There are many tools out there to download/scrape websites, i.e. curl
, httrack
, sitesucker
, deepvacuum
(which is actually a GUI wrapper for wget
) and probably more.
I find wget
to be one of the most useable tools to get an entire website. Make sure to use the option --convert-links
, which converts any links between the subpages into local relative URLs, otherwise the links would still point to the original site, making local browsing impossible.

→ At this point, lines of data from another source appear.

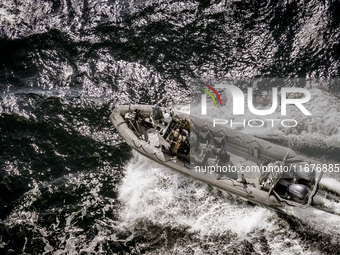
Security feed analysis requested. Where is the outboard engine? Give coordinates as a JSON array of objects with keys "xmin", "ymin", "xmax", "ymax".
[
  {"xmin": 288, "ymin": 184, "xmax": 308, "ymax": 203},
  {"xmin": 152, "ymin": 106, "xmax": 164, "ymax": 120},
  {"xmin": 295, "ymin": 165, "xmax": 315, "ymax": 185}
]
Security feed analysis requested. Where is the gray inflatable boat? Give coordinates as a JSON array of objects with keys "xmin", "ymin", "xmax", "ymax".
[{"xmin": 110, "ymin": 105, "xmax": 323, "ymax": 208}]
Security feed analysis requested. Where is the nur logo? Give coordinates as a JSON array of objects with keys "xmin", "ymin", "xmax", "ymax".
[
  {"xmin": 199, "ymin": 83, "xmax": 223, "ymax": 115},
  {"xmin": 200, "ymin": 83, "xmax": 312, "ymax": 116}
]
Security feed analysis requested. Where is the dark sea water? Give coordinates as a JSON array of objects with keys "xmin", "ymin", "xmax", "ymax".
[{"xmin": 0, "ymin": 0, "xmax": 340, "ymax": 254}]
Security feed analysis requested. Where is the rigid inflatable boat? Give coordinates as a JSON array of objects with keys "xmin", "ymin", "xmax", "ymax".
[{"xmin": 110, "ymin": 105, "xmax": 323, "ymax": 208}]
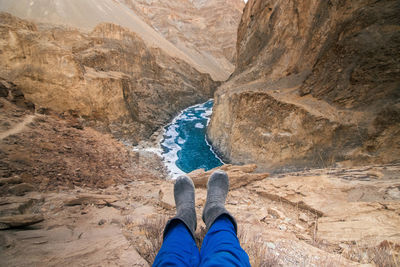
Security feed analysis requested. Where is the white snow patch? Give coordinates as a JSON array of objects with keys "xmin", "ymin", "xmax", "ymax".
[{"xmin": 194, "ymin": 122, "xmax": 204, "ymax": 129}]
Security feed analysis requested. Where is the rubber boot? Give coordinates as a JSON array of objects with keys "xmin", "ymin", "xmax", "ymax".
[
  {"xmin": 202, "ymin": 170, "xmax": 237, "ymax": 233},
  {"xmin": 163, "ymin": 176, "xmax": 197, "ymax": 239}
]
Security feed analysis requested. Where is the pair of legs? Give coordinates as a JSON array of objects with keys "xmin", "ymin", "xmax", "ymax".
[{"xmin": 153, "ymin": 171, "xmax": 250, "ymax": 266}]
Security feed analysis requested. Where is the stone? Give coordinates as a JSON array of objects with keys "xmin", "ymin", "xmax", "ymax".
[
  {"xmin": 266, "ymin": 242, "xmax": 276, "ymax": 249},
  {"xmin": 207, "ymin": 0, "xmax": 400, "ymax": 173},
  {"xmin": 0, "ymin": 13, "xmax": 219, "ymax": 143},
  {"xmin": 0, "ymin": 82, "xmax": 8, "ymax": 97},
  {"xmin": 188, "ymin": 164, "xmax": 269, "ymax": 189},
  {"xmin": 8, "ymin": 183, "xmax": 36, "ymax": 196},
  {"xmin": 64, "ymin": 194, "xmax": 118, "ymax": 206},
  {"xmin": 299, "ymin": 213, "xmax": 309, "ymax": 222},
  {"xmin": 0, "ymin": 214, "xmax": 44, "ymax": 230},
  {"xmin": 0, "ymin": 176, "xmax": 22, "ymax": 186},
  {"xmin": 268, "ymin": 208, "xmax": 286, "ymax": 219}
]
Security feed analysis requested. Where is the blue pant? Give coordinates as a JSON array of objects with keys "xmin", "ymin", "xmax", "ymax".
[{"xmin": 153, "ymin": 215, "xmax": 250, "ymax": 267}]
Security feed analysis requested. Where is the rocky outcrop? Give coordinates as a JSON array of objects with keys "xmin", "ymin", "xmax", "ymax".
[
  {"xmin": 208, "ymin": 0, "xmax": 400, "ymax": 171},
  {"xmin": 0, "ymin": 0, "xmax": 243, "ymax": 81},
  {"xmin": 188, "ymin": 164, "xmax": 269, "ymax": 189},
  {"xmin": 0, "ymin": 13, "xmax": 217, "ymax": 143},
  {"xmin": 124, "ymin": 0, "xmax": 244, "ymax": 80},
  {"xmin": 0, "ymin": 96, "xmax": 400, "ymax": 266}
]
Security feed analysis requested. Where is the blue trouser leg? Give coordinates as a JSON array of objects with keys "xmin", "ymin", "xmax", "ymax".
[
  {"xmin": 153, "ymin": 220, "xmax": 200, "ymax": 267},
  {"xmin": 200, "ymin": 215, "xmax": 250, "ymax": 267}
]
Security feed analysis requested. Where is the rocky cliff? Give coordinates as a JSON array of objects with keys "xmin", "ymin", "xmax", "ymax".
[
  {"xmin": 208, "ymin": 0, "xmax": 400, "ymax": 170},
  {"xmin": 0, "ymin": 0, "xmax": 243, "ymax": 81},
  {"xmin": 125, "ymin": 0, "xmax": 244, "ymax": 80},
  {"xmin": 0, "ymin": 13, "xmax": 217, "ymax": 143}
]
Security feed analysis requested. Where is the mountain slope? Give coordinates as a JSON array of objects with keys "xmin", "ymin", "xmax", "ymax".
[
  {"xmin": 0, "ymin": 13, "xmax": 218, "ymax": 143},
  {"xmin": 0, "ymin": 0, "xmax": 230, "ymax": 80},
  {"xmin": 208, "ymin": 0, "xmax": 400, "ymax": 170},
  {"xmin": 124, "ymin": 0, "xmax": 244, "ymax": 78}
]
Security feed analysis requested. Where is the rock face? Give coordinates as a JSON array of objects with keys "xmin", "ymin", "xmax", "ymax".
[
  {"xmin": 0, "ymin": 13, "xmax": 217, "ymax": 143},
  {"xmin": 208, "ymin": 0, "xmax": 400, "ymax": 170},
  {"xmin": 125, "ymin": 0, "xmax": 244, "ymax": 80},
  {"xmin": 0, "ymin": 0, "xmax": 243, "ymax": 81}
]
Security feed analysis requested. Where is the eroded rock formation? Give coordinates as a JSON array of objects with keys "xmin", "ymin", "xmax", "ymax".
[
  {"xmin": 0, "ymin": 0, "xmax": 243, "ymax": 81},
  {"xmin": 124, "ymin": 0, "xmax": 244, "ymax": 80},
  {"xmin": 0, "ymin": 13, "xmax": 217, "ymax": 143},
  {"xmin": 208, "ymin": 0, "xmax": 400, "ymax": 170}
]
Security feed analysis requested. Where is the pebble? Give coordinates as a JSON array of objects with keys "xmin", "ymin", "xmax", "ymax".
[{"xmin": 266, "ymin": 242, "xmax": 276, "ymax": 249}]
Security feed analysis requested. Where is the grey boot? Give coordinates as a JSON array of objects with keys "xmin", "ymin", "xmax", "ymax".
[
  {"xmin": 163, "ymin": 176, "xmax": 197, "ymax": 241},
  {"xmin": 203, "ymin": 170, "xmax": 237, "ymax": 233}
]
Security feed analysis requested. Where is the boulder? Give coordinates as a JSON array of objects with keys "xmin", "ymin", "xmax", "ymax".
[
  {"xmin": 0, "ymin": 214, "xmax": 44, "ymax": 230},
  {"xmin": 188, "ymin": 164, "xmax": 269, "ymax": 189}
]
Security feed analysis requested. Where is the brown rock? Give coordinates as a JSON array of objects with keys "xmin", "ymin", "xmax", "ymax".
[
  {"xmin": 64, "ymin": 194, "xmax": 118, "ymax": 206},
  {"xmin": 207, "ymin": 0, "xmax": 400, "ymax": 171},
  {"xmin": 268, "ymin": 208, "xmax": 286, "ymax": 219},
  {"xmin": 8, "ymin": 183, "xmax": 36, "ymax": 196},
  {"xmin": 0, "ymin": 82, "xmax": 8, "ymax": 97},
  {"xmin": 0, "ymin": 176, "xmax": 22, "ymax": 186},
  {"xmin": 0, "ymin": 13, "xmax": 219, "ymax": 143},
  {"xmin": 0, "ymin": 214, "xmax": 44, "ymax": 230},
  {"xmin": 188, "ymin": 164, "xmax": 269, "ymax": 189}
]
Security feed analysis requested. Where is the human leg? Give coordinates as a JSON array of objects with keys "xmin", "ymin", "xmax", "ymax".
[
  {"xmin": 200, "ymin": 215, "xmax": 250, "ymax": 267},
  {"xmin": 153, "ymin": 176, "xmax": 200, "ymax": 266},
  {"xmin": 200, "ymin": 171, "xmax": 250, "ymax": 266},
  {"xmin": 153, "ymin": 220, "xmax": 200, "ymax": 267}
]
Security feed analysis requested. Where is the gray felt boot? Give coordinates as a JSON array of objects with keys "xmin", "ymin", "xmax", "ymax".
[
  {"xmin": 203, "ymin": 170, "xmax": 237, "ymax": 232},
  {"xmin": 164, "ymin": 176, "xmax": 197, "ymax": 241}
]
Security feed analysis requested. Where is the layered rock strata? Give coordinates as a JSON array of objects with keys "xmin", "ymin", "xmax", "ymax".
[
  {"xmin": 0, "ymin": 0, "xmax": 238, "ymax": 81},
  {"xmin": 208, "ymin": 0, "xmax": 400, "ymax": 171},
  {"xmin": 0, "ymin": 13, "xmax": 217, "ymax": 143},
  {"xmin": 124, "ymin": 0, "xmax": 244, "ymax": 80}
]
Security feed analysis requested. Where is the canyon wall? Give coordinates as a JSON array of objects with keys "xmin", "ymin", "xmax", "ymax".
[
  {"xmin": 124, "ymin": 0, "xmax": 244, "ymax": 80},
  {"xmin": 0, "ymin": 13, "xmax": 218, "ymax": 143},
  {"xmin": 0, "ymin": 0, "xmax": 243, "ymax": 81},
  {"xmin": 208, "ymin": 0, "xmax": 400, "ymax": 171}
]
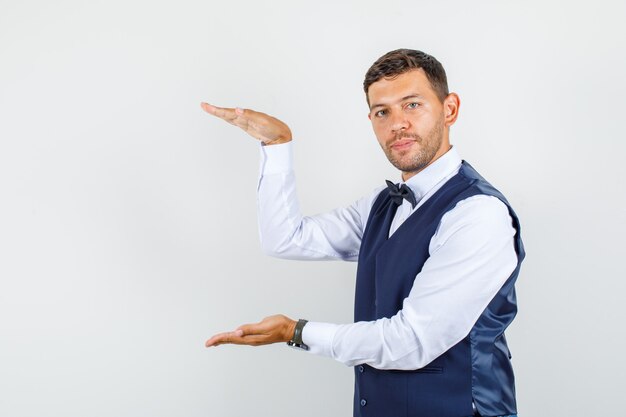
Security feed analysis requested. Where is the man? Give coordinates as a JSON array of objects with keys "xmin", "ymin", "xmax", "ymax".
[{"xmin": 202, "ymin": 49, "xmax": 524, "ymax": 417}]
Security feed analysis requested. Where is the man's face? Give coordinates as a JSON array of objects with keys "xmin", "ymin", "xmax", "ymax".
[{"xmin": 368, "ymin": 69, "xmax": 450, "ymax": 180}]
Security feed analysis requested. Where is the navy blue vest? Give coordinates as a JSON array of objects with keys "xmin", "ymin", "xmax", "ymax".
[{"xmin": 354, "ymin": 161, "xmax": 524, "ymax": 417}]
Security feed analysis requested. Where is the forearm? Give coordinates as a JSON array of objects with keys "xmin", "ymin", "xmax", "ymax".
[{"xmin": 257, "ymin": 144, "xmax": 368, "ymax": 260}]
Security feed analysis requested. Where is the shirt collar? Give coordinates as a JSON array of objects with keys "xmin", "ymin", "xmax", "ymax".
[{"xmin": 400, "ymin": 147, "xmax": 462, "ymax": 201}]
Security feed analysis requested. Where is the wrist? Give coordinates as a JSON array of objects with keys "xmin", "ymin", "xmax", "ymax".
[
  {"xmin": 263, "ymin": 137, "xmax": 291, "ymax": 146},
  {"xmin": 287, "ymin": 319, "xmax": 309, "ymax": 350}
]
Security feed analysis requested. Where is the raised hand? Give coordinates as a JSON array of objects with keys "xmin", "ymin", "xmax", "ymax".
[
  {"xmin": 204, "ymin": 314, "xmax": 298, "ymax": 347},
  {"xmin": 201, "ymin": 103, "xmax": 291, "ymax": 145}
]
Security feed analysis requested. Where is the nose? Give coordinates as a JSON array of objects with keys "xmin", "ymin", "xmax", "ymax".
[{"xmin": 391, "ymin": 112, "xmax": 409, "ymax": 132}]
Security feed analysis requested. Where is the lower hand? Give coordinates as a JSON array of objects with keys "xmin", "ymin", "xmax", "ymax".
[{"xmin": 204, "ymin": 314, "xmax": 298, "ymax": 347}]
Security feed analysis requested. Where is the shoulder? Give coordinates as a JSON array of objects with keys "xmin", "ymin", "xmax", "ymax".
[{"xmin": 432, "ymin": 194, "xmax": 515, "ymax": 250}]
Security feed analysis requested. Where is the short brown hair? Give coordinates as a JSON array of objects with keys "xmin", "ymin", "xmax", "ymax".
[{"xmin": 363, "ymin": 49, "xmax": 448, "ymax": 104}]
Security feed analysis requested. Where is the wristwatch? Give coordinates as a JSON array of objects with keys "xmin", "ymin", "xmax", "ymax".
[{"xmin": 287, "ymin": 319, "xmax": 309, "ymax": 350}]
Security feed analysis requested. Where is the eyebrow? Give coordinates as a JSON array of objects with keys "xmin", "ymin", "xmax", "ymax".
[{"xmin": 370, "ymin": 94, "xmax": 424, "ymax": 110}]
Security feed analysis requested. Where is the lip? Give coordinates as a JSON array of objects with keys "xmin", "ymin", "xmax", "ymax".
[{"xmin": 391, "ymin": 139, "xmax": 415, "ymax": 151}]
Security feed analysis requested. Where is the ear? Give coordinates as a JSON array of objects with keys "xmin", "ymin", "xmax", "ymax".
[{"xmin": 443, "ymin": 93, "xmax": 461, "ymax": 127}]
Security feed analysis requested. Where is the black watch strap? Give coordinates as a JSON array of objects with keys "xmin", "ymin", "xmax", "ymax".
[{"xmin": 287, "ymin": 319, "xmax": 309, "ymax": 350}]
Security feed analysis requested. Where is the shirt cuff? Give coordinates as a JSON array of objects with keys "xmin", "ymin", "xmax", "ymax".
[
  {"xmin": 302, "ymin": 321, "xmax": 339, "ymax": 358},
  {"xmin": 260, "ymin": 142, "xmax": 293, "ymax": 176}
]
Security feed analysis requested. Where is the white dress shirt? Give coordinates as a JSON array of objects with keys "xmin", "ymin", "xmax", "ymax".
[{"xmin": 258, "ymin": 142, "xmax": 517, "ymax": 370}]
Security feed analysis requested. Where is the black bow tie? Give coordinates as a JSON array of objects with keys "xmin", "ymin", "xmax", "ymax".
[{"xmin": 385, "ymin": 180, "xmax": 417, "ymax": 208}]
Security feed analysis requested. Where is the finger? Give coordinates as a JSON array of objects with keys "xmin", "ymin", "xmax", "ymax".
[
  {"xmin": 236, "ymin": 322, "xmax": 267, "ymax": 336},
  {"xmin": 204, "ymin": 330, "xmax": 243, "ymax": 347},
  {"xmin": 200, "ymin": 103, "xmax": 238, "ymax": 122}
]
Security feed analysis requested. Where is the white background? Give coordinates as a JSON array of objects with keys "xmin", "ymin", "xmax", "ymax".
[{"xmin": 0, "ymin": 0, "xmax": 626, "ymax": 417}]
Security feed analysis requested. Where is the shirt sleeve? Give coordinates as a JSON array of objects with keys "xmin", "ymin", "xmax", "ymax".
[
  {"xmin": 302, "ymin": 195, "xmax": 517, "ymax": 370},
  {"xmin": 257, "ymin": 142, "xmax": 376, "ymax": 261}
]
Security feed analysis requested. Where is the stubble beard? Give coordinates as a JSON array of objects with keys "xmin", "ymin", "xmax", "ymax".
[{"xmin": 383, "ymin": 118, "xmax": 444, "ymax": 172}]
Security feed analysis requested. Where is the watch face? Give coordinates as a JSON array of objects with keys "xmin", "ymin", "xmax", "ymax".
[{"xmin": 287, "ymin": 340, "xmax": 309, "ymax": 350}]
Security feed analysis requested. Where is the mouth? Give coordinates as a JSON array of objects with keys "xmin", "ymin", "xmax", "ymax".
[{"xmin": 390, "ymin": 139, "xmax": 415, "ymax": 151}]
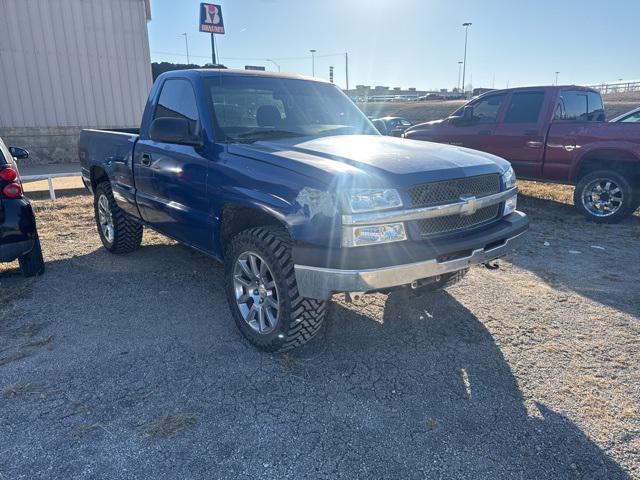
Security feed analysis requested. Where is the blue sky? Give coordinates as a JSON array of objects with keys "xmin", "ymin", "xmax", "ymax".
[{"xmin": 149, "ymin": 0, "xmax": 640, "ymax": 89}]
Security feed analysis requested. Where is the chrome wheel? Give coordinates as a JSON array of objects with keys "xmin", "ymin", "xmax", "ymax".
[
  {"xmin": 233, "ymin": 252, "xmax": 280, "ymax": 335},
  {"xmin": 98, "ymin": 194, "xmax": 114, "ymax": 243},
  {"xmin": 582, "ymin": 178, "xmax": 624, "ymax": 217}
]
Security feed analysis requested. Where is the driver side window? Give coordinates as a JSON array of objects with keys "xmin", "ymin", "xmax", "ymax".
[{"xmin": 471, "ymin": 93, "xmax": 506, "ymax": 123}]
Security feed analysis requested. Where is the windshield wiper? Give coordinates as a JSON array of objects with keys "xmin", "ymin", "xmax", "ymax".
[{"xmin": 235, "ymin": 130, "xmax": 304, "ymax": 142}]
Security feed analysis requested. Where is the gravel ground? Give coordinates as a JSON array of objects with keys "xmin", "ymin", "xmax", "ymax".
[{"xmin": 0, "ymin": 184, "xmax": 640, "ymax": 480}]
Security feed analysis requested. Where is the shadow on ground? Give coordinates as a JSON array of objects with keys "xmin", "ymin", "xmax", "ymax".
[
  {"xmin": 0, "ymin": 245, "xmax": 630, "ymax": 480},
  {"xmin": 508, "ymin": 195, "xmax": 640, "ymax": 315}
]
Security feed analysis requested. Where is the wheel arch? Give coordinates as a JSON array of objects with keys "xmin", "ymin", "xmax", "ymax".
[
  {"xmin": 218, "ymin": 203, "xmax": 291, "ymax": 256},
  {"xmin": 89, "ymin": 165, "xmax": 109, "ymax": 188},
  {"xmin": 572, "ymin": 148, "xmax": 640, "ymax": 184}
]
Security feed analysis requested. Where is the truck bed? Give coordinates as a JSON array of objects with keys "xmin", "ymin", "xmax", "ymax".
[{"xmin": 79, "ymin": 128, "xmax": 140, "ymax": 215}]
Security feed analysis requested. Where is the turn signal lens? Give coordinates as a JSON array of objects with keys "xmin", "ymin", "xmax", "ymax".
[
  {"xmin": 342, "ymin": 223, "xmax": 407, "ymax": 247},
  {"xmin": 2, "ymin": 183, "xmax": 22, "ymax": 198},
  {"xmin": 0, "ymin": 167, "xmax": 18, "ymax": 182}
]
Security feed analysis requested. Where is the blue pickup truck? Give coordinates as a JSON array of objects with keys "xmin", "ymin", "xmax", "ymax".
[{"xmin": 79, "ymin": 69, "xmax": 528, "ymax": 351}]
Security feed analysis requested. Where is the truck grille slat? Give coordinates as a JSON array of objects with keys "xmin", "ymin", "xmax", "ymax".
[
  {"xmin": 408, "ymin": 174, "xmax": 500, "ymax": 236},
  {"xmin": 416, "ymin": 204, "xmax": 500, "ymax": 235}
]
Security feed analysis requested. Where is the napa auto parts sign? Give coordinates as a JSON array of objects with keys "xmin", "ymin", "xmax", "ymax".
[{"xmin": 200, "ymin": 3, "xmax": 224, "ymax": 33}]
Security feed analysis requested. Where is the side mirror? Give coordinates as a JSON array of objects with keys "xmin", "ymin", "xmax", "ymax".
[
  {"xmin": 149, "ymin": 117, "xmax": 202, "ymax": 146},
  {"xmin": 449, "ymin": 105, "xmax": 473, "ymax": 125},
  {"xmin": 9, "ymin": 147, "xmax": 29, "ymax": 160}
]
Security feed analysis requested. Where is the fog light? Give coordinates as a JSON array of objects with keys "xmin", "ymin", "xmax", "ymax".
[
  {"xmin": 504, "ymin": 195, "xmax": 518, "ymax": 215},
  {"xmin": 342, "ymin": 223, "xmax": 407, "ymax": 247}
]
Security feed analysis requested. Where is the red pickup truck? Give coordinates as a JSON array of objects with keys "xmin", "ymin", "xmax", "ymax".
[{"xmin": 404, "ymin": 86, "xmax": 640, "ymax": 223}]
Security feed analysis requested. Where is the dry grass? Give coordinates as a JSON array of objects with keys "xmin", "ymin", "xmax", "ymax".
[
  {"xmin": 142, "ymin": 414, "xmax": 196, "ymax": 438},
  {"xmin": 561, "ymin": 375, "xmax": 638, "ymax": 428}
]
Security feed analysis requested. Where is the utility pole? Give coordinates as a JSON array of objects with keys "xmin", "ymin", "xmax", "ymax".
[
  {"xmin": 182, "ymin": 33, "xmax": 191, "ymax": 65},
  {"xmin": 309, "ymin": 48, "xmax": 317, "ymax": 77},
  {"xmin": 462, "ymin": 22, "xmax": 472, "ymax": 95},
  {"xmin": 344, "ymin": 52, "xmax": 349, "ymax": 91},
  {"xmin": 267, "ymin": 58, "xmax": 280, "ymax": 71}
]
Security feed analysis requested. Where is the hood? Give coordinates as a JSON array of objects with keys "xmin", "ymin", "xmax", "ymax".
[{"xmin": 229, "ymin": 135, "xmax": 509, "ymax": 187}]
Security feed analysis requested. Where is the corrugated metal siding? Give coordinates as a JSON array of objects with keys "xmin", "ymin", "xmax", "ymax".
[{"xmin": 0, "ymin": 0, "xmax": 152, "ymax": 127}]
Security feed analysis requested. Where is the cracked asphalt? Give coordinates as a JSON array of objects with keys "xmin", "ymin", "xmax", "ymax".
[{"xmin": 0, "ymin": 189, "xmax": 640, "ymax": 480}]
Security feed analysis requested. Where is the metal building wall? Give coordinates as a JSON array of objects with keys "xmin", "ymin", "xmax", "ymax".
[{"xmin": 0, "ymin": 0, "xmax": 152, "ymax": 128}]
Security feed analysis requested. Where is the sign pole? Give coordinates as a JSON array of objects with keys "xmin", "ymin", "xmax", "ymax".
[{"xmin": 211, "ymin": 32, "xmax": 216, "ymax": 65}]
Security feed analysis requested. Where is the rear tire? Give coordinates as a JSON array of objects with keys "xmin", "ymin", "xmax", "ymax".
[
  {"xmin": 573, "ymin": 170, "xmax": 638, "ymax": 223},
  {"xmin": 225, "ymin": 226, "xmax": 327, "ymax": 352},
  {"xmin": 93, "ymin": 182, "xmax": 143, "ymax": 253},
  {"xmin": 18, "ymin": 233, "xmax": 44, "ymax": 277}
]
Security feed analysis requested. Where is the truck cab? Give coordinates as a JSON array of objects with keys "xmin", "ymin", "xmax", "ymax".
[
  {"xmin": 79, "ymin": 69, "xmax": 528, "ymax": 351},
  {"xmin": 405, "ymin": 85, "xmax": 640, "ymax": 222}
]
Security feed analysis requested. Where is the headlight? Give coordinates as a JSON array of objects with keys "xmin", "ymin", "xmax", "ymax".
[
  {"xmin": 502, "ymin": 167, "xmax": 516, "ymax": 190},
  {"xmin": 342, "ymin": 223, "xmax": 407, "ymax": 247},
  {"xmin": 503, "ymin": 195, "xmax": 518, "ymax": 215},
  {"xmin": 347, "ymin": 188, "xmax": 402, "ymax": 213}
]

Also use --restrict-file-names=windows
to ensure safe file names for your respective OS. To put it in a nutshell, this are the arguments I use with wget to make a local copy of an entire website:
wget -H -r --level=5 --restrict-file-names=windows --convert-links -e robots=off http://example.org
or
wget --mirror --convert-links --adjust-extension --page-requisites --no-parent http://example.org
--mirror
– Makes (among other things) the download recursive. --convert-links
– convert all the links (also to stuff like CSS stylesheets) to relative, so it will be suitable for offline viewing. --adjust-extension
– Adds suitable extensions to filenames (html or css) depending on their content-type. --page-requisites
– Download things like CSS style-sheets and images required to properly display the page offline. --no-parent
– When recursing do not ascend to the parent directory. It useful for restricting the download to only a portion of the site.
Alternatively, the command above may be shortened:
wget -mkEpnp http://example.org